Dead-letter queues and replay

A consumer that cannot process a message after N retries should not block the partition. Move it to a dead-letter queue (DLQ) — a separate topic for poison messages — and continue with the next message. A human or automation later inspects the DLQ, fixes the underlying issue, and replays the messages.

Replay is the underrated superpower of an event-driven system. Bug in your projection? Reset the consumer offset and rebuild from the start of the topic. New analytics use case? Spin up a consumer at offset zero and let it catch up. None of this is possible if you treated the broker as fire-and-forget.

Schema-version skew

Producers and consumers will run different schema versions in production at the same time, every single day. You don’t coordinate releases across teams — that’s the whole point of decoupling. So consumers must tolerate v1 and v2 events simultaneously during the migration window, and the schema registry’s compatibility rules are what makes that safe.

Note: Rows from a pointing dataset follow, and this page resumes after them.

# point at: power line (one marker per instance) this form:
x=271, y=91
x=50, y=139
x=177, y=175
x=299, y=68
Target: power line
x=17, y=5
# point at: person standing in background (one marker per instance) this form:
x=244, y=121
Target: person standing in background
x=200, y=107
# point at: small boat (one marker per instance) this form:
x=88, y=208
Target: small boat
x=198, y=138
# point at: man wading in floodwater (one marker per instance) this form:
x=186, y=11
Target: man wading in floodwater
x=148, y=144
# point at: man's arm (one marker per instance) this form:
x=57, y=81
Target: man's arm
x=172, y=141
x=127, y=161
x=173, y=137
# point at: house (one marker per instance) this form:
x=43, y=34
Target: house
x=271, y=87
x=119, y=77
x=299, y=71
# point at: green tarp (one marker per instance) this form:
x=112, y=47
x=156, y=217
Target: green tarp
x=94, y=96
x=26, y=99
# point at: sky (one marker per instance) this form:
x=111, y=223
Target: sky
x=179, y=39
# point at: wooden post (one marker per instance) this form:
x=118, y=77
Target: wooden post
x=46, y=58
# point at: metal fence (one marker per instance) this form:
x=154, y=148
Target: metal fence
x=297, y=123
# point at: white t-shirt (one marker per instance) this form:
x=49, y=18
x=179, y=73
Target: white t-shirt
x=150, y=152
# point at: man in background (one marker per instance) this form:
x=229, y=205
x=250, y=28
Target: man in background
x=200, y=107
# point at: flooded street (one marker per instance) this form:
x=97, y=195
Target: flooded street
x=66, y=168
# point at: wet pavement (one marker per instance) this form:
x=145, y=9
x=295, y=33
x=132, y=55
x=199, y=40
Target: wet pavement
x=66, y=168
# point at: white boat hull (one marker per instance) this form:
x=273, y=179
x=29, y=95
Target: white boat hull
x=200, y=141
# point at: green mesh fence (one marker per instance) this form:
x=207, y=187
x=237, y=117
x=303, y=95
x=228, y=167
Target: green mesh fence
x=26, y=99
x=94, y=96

Idempotency keys end-to-end

The event id from the CloudEvents envelope is your idempotency key. Persist it on the consumer side in the same transaction as the business mutation. Combined with at-least-once delivery, this gives you the “exactly-once effectively” semantics that production systems actually run on. Anyone selling you literal exactly-once across heterogeneous systems is selling you a marketing slide.

The Kafka consumer that handles all of this

from confluent_kafka import Consumer, KafkaError, KafkaException
import json

consumer = Consumer({
    "bootstrap.servers": "kafka:9092",
    "group.id": "shipping-projector",
    "enable.auto.commit": False,    # commit only after we persist
    "auto.offset.reset": "earliest",
    "isolation.level": "read_committed",
})
consumer.subscribe(["orders.events"])

while True:
    msg = consumer.poll(1.0)
    if msg is None:
        continue
    if msg.error():
        if msg.error().code() == KafkaError._PARTITION_EOF:
            continue
        raise KafkaException(msg.error())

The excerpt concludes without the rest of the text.